La lotta all’Electrolux è durata oltre sette mesi con decine di scioperi, blocchi alle portinerie
per le merci, cortei che hanno interrotto le principali arterie
stradali intorno agli stabilimenti, discussioni nei consigli comunali. Un
nuovo spazio pubblico operaio pareva faticosamente aprirsi, sebbene le
organizzazioni sindacali abbiano scientemente cercato di circoscrivere o
addirittura occultare la vicenda, giocando sulle differenze tra i vari stabilimenti.

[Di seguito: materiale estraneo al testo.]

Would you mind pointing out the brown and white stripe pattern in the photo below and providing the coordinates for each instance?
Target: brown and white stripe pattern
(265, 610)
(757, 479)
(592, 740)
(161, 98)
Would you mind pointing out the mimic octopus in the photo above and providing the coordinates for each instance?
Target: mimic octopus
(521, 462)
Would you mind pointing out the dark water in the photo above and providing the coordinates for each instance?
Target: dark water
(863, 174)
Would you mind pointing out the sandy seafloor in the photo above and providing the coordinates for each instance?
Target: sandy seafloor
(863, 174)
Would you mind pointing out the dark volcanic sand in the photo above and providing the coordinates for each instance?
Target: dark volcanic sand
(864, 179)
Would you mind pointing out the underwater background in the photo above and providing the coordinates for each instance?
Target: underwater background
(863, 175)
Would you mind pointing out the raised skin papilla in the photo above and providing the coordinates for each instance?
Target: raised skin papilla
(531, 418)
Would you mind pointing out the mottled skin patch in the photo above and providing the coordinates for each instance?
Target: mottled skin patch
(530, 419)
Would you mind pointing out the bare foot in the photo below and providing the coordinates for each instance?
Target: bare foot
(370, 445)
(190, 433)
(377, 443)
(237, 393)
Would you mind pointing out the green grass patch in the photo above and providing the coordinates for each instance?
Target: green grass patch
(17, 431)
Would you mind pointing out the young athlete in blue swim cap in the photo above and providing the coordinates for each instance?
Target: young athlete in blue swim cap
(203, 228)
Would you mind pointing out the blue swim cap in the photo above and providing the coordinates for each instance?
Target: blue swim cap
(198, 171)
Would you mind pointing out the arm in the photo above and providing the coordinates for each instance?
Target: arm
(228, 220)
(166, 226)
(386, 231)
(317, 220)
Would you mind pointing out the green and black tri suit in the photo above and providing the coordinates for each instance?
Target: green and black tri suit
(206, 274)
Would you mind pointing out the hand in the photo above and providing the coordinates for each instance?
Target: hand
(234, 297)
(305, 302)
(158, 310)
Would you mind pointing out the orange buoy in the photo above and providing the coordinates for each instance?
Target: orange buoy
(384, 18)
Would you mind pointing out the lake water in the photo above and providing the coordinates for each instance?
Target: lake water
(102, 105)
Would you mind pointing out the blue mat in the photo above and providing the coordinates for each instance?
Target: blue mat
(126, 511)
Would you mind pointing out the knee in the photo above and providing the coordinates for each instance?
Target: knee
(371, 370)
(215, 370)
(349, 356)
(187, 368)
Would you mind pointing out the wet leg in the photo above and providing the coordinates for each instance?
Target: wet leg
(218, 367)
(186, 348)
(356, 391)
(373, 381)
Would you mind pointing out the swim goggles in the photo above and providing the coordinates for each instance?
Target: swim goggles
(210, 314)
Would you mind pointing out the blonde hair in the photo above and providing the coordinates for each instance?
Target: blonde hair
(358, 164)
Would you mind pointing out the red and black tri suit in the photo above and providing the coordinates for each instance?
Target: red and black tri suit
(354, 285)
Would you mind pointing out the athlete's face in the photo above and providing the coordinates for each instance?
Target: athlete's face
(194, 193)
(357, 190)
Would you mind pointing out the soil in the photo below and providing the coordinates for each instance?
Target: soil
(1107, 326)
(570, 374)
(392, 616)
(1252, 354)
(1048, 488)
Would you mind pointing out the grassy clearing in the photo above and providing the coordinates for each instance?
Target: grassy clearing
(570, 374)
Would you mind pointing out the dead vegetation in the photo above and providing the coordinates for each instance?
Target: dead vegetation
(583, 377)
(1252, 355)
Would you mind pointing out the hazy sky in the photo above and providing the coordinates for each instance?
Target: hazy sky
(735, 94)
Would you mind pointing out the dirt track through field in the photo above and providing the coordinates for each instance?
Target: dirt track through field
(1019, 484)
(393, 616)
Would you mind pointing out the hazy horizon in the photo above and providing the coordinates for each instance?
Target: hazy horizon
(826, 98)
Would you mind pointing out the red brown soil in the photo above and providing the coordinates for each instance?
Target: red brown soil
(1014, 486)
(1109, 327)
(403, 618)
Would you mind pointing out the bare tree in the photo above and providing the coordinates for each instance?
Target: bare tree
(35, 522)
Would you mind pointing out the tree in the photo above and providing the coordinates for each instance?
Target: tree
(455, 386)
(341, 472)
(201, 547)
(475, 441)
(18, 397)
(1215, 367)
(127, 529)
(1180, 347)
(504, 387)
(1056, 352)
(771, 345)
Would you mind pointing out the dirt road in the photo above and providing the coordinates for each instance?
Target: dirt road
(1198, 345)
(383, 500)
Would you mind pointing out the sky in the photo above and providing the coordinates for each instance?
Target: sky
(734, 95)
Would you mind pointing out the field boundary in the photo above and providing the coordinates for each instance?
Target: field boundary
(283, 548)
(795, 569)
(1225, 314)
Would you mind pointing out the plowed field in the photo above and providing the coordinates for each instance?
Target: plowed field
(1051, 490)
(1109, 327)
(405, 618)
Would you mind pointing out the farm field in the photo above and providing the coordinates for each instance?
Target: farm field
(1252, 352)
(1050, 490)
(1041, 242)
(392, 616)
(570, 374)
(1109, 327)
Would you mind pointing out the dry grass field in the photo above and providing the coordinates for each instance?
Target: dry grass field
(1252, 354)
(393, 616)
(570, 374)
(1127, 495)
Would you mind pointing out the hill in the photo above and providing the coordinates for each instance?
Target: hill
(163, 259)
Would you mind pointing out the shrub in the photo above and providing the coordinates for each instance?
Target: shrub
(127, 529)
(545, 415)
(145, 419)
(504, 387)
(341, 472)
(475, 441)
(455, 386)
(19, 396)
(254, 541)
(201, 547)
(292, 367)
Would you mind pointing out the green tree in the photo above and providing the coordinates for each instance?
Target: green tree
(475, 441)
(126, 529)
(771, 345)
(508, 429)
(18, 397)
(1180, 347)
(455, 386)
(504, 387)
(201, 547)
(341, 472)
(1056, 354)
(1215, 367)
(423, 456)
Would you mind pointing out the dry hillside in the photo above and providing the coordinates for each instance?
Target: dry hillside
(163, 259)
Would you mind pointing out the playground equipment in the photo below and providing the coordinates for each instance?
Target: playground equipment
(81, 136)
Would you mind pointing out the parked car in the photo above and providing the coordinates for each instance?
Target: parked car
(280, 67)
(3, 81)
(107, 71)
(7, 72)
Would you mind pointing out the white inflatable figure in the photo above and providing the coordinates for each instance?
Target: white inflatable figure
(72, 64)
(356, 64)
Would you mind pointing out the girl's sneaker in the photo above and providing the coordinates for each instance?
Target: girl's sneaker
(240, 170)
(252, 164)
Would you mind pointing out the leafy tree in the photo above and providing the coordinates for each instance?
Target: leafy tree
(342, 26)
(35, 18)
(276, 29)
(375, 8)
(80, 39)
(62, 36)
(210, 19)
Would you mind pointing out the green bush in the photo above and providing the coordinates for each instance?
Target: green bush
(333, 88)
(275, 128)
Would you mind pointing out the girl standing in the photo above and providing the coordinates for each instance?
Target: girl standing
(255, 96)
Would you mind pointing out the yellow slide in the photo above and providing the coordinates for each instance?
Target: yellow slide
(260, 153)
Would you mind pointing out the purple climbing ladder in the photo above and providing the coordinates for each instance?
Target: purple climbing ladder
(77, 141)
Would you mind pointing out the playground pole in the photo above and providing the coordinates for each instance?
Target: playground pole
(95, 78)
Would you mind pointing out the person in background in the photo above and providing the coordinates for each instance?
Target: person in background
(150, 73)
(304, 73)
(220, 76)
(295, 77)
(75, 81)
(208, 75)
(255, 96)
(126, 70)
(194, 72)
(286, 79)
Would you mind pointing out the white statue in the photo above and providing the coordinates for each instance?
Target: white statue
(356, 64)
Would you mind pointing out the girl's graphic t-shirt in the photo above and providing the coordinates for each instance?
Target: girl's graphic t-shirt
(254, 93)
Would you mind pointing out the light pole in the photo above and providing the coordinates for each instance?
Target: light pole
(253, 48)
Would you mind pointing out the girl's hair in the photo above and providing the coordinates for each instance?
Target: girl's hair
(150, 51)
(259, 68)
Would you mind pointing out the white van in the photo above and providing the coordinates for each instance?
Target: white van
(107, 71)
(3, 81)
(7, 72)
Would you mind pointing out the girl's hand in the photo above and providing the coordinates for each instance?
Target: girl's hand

Il passaggio decisivo rimane quello
finale quando, dopo le tensioni tra funzionari e delegati sindacali, la
trattativa è stata risucchiata verso l’alto escludendo quanti avevano
sostenuto la lotta e sui quali ricadranno le conseguenze di
quell’accordo. La trattativa finale è stata infatti «condotta dai capi
sindacali in ristretta tenendo fuori i delegati operai», come dichiara
Cinzia Colaprico, Rsu di Forlì. Forse per questo il Ministro Poletti si è sentito subito in dovere di precisare che «questo è il metodo che adotteremo andando avanti»; una dichiarazione però in linea con quanto sostiene Maurizio Landini, il vero deus ex machina di questo accordo.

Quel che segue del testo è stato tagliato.